In een WijkLeerbedrijf krijgen studenten net iets meer begeleiding dan bij een reguliere stage. Dat kan het verschil maken tussen wel of niet een stage halen. En voor de zorgorganisatie zijn de studenten goud waard: bewoners waarderen hun persoonlijke aandacht.
In Vlaardingen is dit jaar het vijfde WijkLeerbedrijf van Albeda Zorgcollege geopend. Studenten Dienstverlening zorg & welzijn (niveau 2) lopen hier drie dagen per week stage bij het woonzorgcentrum van Cedrah, zoals Anas Azghay en Luna Voorbach. “Om 7 uur help ik bij het wassen en aankleden van bewoners”, vertelt Luna. “Daarna bij het ontbijt maken, koffie zetten en huishoudelijke taken. En ‘s middags ga ik met bewoners naar buiten, of ga ik koffiedrinken of schoonmaken bij bewoners in de aanleunwoningen.”
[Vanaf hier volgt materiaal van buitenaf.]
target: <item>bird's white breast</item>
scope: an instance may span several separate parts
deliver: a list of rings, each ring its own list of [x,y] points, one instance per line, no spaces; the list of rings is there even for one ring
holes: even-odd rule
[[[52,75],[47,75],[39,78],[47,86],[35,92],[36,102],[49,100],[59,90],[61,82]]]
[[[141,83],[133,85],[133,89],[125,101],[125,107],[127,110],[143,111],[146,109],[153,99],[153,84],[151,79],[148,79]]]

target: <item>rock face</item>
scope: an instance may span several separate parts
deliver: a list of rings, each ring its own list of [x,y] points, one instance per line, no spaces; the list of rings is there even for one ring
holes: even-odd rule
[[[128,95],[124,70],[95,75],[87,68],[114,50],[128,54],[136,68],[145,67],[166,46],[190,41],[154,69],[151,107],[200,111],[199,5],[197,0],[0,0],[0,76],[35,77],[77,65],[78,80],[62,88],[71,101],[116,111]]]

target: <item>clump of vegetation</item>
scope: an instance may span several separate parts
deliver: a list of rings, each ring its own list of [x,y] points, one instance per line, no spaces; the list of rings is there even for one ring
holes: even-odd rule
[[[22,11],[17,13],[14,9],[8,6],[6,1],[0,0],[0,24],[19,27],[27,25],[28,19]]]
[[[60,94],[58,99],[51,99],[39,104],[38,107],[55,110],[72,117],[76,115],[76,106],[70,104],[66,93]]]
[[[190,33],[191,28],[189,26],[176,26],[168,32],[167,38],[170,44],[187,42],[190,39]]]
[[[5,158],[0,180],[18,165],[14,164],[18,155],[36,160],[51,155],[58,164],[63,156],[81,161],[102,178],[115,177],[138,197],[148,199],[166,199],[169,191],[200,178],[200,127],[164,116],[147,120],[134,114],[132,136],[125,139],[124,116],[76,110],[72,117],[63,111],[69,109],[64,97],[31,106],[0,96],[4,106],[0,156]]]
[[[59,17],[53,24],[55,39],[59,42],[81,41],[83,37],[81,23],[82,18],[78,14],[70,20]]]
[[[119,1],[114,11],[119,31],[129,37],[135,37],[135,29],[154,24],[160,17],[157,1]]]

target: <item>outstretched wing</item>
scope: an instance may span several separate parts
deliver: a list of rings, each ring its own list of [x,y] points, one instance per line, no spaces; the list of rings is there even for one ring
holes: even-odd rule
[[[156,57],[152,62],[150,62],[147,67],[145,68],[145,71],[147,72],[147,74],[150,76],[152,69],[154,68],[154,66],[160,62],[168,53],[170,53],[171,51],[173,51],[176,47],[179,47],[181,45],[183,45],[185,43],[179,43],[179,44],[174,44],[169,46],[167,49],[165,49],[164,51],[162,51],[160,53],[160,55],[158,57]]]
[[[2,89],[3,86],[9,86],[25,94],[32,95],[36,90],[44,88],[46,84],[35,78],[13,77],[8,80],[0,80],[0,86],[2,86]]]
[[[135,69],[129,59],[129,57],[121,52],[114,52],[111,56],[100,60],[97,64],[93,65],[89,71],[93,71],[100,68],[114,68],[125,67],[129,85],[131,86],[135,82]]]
“Ik weet niet of ik anders een stageplek had gevonden"
In het WijkLeerbedrijf is meer begeleiding dan bij een gewone stage. “Normaal moet je bij een stageplek alles zelf uitzoeken en regelen”, vertelt Anas. “Dat is lastig als je moeite hebt met contacten leggen of sollicitatiegesprekken doen. Hier word je daarbij geholpen. En tijdens de stage kijkt mijn begeleider altijd met me mee, vraagt of ik het begrijp.” Voor hem is die begeleiding onmisbaar. “Ik weet niet of ik anders wel een stageplek had gevonden. Ik ben van het uitstellen en dan komt afstel.” Naast de stage volgen de studenten twee dagen per week onderwijs bij Albeda Zorgcollege. Die balans is prettig, vindt Luna. “Ik heb altijd interesse gehad voor de zorg; ik vind het leuk om met mensen bezig te zijn. Maar ik leer makkelijker door iets te doen dan door alleen op school te zitten.”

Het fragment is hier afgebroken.